Facebook IPO fallout deepens distrust of market
New York - Facebook's initial public offering, plagued by trading errors and a 16 percent drop in the share price, will push more individual investors out of a stock market they already distrust after the financial crisis.
"This is clearly the latest in a long string of events that is eviscerating the confidence investors have in the market," said Andrew Stoltmann, a Chicago attorney who represents retail investors. "The perception is Wall Street jiggered this IPO so the underwriters made money, Facebook executives made money and the small investor got left holding the bag."
Individual buyers' willingness to venture into stocks was undercut by difficulties in executing trades on the first day of trading on May 18, Facebook's subsequent decline and questions over whether the firm and underwriters selectively disclosed material, nonpublic information.
"If you have a lot of angry people out there, they're going to express their anger in different ways," said Steve Sosnick, risk manager for Timber Hill, the market-making unit of Greenwich-based Interactive Brokers Group Inc. "One of them may be with their feet."
Some retail investors still haven't moved off the sidelines after pulling out of the market during the 2008-09 financial crisis. The Standard & Poor's 500 Index has made no progress in more than a decade, currently trading at levels first seen in 1999 following two bear markets that wiped out about 50 percent from the index. The May 6, 2010, rout known as the flash crash erased $862 billion in less than 20 minutes, undermining confidence in the structure of equity markets.
Investors have withdrawn money from mutual funds that invest in U.S. stocks for five straight years as of December, according to the Investment Company Institute, a Washington- based trade group.

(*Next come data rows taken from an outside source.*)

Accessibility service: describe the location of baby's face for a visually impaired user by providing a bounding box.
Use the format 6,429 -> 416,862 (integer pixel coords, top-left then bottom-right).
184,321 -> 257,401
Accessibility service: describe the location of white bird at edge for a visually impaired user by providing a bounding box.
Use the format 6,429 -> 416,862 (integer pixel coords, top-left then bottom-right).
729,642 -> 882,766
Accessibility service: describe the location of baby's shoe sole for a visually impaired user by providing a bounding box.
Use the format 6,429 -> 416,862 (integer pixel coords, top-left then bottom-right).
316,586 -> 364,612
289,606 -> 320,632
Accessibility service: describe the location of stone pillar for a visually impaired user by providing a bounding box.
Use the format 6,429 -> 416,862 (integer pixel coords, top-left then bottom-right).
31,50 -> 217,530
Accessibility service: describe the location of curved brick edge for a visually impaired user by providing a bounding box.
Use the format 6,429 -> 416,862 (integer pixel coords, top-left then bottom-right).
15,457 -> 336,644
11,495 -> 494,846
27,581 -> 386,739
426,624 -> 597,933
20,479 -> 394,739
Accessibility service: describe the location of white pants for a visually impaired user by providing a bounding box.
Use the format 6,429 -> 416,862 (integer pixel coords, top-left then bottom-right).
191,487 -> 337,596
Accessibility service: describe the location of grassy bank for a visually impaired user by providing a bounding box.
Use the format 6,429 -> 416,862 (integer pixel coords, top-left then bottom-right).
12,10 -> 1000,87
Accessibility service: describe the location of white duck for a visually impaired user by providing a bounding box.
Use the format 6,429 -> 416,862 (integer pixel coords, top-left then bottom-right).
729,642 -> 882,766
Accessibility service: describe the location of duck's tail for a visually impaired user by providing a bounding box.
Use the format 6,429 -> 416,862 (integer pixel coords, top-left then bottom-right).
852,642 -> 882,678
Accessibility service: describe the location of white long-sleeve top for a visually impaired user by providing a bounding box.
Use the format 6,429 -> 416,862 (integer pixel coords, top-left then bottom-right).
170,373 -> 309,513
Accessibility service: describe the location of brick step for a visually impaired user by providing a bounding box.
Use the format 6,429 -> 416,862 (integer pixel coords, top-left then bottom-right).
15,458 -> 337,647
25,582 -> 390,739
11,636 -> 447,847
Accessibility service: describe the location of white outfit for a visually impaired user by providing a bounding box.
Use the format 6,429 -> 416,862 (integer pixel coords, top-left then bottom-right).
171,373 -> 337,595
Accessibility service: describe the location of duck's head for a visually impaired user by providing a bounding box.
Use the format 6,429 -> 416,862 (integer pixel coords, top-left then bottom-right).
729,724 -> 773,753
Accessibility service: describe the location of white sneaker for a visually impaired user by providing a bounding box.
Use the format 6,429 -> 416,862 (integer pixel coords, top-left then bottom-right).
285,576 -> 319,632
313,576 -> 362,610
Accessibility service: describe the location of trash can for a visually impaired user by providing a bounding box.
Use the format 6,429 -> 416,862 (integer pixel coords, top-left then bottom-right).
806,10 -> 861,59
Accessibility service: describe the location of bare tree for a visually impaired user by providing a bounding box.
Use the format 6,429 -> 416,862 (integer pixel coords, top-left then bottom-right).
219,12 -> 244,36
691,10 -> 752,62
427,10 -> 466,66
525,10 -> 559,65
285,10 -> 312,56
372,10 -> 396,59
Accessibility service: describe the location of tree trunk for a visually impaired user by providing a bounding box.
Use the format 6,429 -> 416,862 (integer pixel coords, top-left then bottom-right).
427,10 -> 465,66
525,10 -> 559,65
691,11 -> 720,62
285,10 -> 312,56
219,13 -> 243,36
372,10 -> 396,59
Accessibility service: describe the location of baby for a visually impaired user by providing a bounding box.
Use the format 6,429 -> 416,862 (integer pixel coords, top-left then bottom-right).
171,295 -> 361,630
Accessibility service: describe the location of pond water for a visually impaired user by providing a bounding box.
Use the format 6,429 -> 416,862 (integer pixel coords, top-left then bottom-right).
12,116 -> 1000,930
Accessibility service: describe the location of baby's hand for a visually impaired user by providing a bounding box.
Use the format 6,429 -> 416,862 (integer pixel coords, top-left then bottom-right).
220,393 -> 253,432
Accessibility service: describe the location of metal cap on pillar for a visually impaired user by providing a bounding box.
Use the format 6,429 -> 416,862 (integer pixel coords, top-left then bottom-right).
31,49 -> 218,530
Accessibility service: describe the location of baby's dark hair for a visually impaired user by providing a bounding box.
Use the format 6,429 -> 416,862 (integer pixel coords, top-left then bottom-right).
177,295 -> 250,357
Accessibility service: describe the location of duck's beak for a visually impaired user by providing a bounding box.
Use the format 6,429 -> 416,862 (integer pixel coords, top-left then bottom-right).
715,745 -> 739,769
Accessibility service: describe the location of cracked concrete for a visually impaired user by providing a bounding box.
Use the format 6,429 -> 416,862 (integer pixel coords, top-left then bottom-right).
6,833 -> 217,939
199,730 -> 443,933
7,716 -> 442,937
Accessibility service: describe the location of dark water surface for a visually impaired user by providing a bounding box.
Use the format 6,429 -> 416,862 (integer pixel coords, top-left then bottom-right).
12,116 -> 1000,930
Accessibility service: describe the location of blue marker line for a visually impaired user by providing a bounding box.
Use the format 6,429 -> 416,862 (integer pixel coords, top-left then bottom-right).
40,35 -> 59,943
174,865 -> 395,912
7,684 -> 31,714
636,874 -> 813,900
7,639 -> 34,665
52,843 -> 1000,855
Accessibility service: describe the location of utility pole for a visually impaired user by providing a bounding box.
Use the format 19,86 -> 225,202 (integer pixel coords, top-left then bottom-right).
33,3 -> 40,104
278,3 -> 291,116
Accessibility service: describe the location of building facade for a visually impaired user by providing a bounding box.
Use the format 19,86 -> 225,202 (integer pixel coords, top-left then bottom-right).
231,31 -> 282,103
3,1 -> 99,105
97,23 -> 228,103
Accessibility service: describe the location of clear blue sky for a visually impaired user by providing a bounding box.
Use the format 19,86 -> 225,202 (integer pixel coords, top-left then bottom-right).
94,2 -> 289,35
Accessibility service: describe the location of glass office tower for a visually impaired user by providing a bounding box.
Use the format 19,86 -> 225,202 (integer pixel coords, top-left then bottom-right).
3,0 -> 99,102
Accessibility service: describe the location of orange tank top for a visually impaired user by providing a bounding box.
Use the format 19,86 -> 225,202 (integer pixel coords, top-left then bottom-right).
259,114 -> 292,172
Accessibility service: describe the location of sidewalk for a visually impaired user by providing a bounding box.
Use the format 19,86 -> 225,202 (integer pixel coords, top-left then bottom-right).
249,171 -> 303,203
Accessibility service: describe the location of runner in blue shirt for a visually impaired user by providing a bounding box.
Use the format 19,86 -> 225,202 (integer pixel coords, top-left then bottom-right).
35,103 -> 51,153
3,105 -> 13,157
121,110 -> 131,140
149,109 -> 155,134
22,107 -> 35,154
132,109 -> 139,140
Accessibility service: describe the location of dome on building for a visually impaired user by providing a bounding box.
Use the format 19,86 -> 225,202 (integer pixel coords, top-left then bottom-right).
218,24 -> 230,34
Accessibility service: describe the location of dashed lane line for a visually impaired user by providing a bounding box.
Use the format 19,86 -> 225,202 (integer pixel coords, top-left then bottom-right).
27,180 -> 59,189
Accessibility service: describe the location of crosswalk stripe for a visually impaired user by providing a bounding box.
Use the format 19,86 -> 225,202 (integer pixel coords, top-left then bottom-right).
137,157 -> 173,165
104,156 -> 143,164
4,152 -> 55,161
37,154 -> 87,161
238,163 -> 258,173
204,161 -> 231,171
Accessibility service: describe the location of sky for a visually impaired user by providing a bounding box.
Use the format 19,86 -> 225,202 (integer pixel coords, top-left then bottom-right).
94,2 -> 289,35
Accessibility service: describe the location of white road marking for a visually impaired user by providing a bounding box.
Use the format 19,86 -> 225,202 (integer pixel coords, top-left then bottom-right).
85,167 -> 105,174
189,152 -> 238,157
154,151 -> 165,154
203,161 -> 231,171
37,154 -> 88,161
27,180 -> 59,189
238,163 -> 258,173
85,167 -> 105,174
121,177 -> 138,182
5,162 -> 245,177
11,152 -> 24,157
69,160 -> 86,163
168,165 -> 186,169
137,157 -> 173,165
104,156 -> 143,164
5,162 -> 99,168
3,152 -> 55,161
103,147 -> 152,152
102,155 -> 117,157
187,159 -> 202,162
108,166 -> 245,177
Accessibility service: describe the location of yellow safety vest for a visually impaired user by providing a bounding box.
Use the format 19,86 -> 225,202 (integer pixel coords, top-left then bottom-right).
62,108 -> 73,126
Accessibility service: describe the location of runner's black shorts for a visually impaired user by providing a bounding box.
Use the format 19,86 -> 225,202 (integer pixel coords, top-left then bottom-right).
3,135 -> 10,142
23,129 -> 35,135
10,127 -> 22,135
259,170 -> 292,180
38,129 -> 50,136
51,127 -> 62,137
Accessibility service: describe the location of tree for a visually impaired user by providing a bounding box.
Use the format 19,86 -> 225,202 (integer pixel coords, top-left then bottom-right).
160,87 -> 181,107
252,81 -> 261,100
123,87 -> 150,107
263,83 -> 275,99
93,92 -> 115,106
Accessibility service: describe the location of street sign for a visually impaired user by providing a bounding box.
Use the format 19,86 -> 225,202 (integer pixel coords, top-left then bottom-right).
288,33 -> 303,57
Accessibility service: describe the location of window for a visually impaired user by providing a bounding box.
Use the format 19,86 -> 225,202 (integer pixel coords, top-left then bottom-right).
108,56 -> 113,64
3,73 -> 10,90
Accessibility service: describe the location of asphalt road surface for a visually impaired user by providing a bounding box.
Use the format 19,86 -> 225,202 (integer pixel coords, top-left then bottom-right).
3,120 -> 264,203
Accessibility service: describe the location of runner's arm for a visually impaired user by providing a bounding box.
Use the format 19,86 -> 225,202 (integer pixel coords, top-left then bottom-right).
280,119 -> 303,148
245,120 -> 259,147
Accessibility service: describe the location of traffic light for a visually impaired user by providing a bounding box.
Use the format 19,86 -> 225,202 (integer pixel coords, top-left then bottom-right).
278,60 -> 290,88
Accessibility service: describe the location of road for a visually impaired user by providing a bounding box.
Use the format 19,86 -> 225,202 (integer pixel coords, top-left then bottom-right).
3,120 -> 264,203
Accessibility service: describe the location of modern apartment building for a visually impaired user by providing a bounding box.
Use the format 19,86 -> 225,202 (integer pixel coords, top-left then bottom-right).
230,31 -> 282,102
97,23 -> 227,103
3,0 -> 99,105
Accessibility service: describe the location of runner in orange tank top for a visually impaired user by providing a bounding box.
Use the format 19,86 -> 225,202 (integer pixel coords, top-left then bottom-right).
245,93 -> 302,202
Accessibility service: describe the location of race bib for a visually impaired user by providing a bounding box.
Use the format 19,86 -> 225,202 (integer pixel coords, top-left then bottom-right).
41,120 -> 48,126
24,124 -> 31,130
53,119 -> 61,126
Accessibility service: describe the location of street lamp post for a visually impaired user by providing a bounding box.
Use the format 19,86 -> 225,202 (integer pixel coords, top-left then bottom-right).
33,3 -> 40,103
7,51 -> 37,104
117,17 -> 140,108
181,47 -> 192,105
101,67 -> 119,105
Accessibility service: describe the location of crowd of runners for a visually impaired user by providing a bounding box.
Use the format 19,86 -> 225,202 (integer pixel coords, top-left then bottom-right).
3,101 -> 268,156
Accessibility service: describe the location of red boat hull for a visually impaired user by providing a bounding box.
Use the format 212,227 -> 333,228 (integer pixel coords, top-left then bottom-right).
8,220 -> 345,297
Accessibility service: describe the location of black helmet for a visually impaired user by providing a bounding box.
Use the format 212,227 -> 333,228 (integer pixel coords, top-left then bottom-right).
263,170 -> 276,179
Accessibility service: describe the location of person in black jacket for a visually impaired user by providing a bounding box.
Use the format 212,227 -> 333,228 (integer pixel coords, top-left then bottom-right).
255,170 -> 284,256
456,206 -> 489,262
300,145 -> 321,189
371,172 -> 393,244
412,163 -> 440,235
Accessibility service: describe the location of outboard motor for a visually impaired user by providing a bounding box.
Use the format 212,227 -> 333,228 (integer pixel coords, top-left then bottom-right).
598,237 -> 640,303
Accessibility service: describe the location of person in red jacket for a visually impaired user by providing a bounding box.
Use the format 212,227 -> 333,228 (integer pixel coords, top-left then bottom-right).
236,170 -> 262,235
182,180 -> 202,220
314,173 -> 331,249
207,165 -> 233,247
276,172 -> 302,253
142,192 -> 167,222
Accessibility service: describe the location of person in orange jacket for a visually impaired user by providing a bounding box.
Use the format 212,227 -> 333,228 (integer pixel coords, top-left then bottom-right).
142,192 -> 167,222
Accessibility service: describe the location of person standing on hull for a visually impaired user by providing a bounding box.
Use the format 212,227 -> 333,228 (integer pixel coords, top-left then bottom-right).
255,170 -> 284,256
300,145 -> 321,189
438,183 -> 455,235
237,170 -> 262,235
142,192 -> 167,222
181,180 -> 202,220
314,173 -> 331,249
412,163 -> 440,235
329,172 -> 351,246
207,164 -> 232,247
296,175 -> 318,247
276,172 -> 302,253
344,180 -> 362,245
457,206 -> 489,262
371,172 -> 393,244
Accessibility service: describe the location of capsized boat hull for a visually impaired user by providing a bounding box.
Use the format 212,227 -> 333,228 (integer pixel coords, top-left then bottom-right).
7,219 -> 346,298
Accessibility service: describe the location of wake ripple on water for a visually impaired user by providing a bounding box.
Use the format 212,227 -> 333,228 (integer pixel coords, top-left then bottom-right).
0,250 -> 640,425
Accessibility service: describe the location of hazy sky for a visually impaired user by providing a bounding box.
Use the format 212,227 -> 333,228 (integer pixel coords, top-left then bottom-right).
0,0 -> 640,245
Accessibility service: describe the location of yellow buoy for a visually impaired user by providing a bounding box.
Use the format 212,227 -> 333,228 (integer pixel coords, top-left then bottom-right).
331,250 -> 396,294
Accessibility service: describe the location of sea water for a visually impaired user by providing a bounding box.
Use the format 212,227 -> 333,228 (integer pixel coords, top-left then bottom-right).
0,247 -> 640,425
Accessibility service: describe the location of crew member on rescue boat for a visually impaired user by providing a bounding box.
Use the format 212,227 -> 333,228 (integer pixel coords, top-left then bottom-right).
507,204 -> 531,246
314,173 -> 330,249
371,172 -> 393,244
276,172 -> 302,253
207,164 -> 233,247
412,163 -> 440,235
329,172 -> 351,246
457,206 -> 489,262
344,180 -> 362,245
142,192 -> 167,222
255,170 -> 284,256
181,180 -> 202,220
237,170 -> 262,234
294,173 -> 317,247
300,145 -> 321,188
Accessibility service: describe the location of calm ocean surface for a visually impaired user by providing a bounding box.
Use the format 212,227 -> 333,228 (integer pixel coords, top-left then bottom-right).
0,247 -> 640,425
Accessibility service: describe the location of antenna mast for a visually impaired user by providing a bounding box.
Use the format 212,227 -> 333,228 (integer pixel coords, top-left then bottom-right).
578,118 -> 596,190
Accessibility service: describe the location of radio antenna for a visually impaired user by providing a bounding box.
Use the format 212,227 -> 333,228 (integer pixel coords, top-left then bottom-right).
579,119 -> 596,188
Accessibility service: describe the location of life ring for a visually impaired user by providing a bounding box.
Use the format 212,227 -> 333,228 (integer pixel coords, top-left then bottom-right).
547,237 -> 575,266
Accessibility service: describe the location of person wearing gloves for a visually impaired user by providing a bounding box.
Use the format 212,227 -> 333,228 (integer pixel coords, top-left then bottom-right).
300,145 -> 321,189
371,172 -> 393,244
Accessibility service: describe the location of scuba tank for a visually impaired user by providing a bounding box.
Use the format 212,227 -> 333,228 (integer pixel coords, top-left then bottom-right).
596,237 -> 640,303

U.S. households held about $8.1 trillion in corporate equities at the end of 2011, about 16 percent less than the $9.6 trillion they held in 2007, according to Federal Reserve data released in March.
Increased volatility, high correlation among stocks and the flash crash are among a "whole basket-load of things" that have caused retail investors to be skeptical for several years, said Ron Sloan, who oversees about $11 billion as chief investment officer of the U.S. core equity team for Atlanta- based fund manager Invesco. "This is just the icing on the cake."
Said Patricia Arroyo, 53, a psychologist and executive coach in Boston who manages her own investments: "What shakes my investor confidence more than the glitches is to see all the institutional investors, insiders and favored clients get all the advantages in these situations."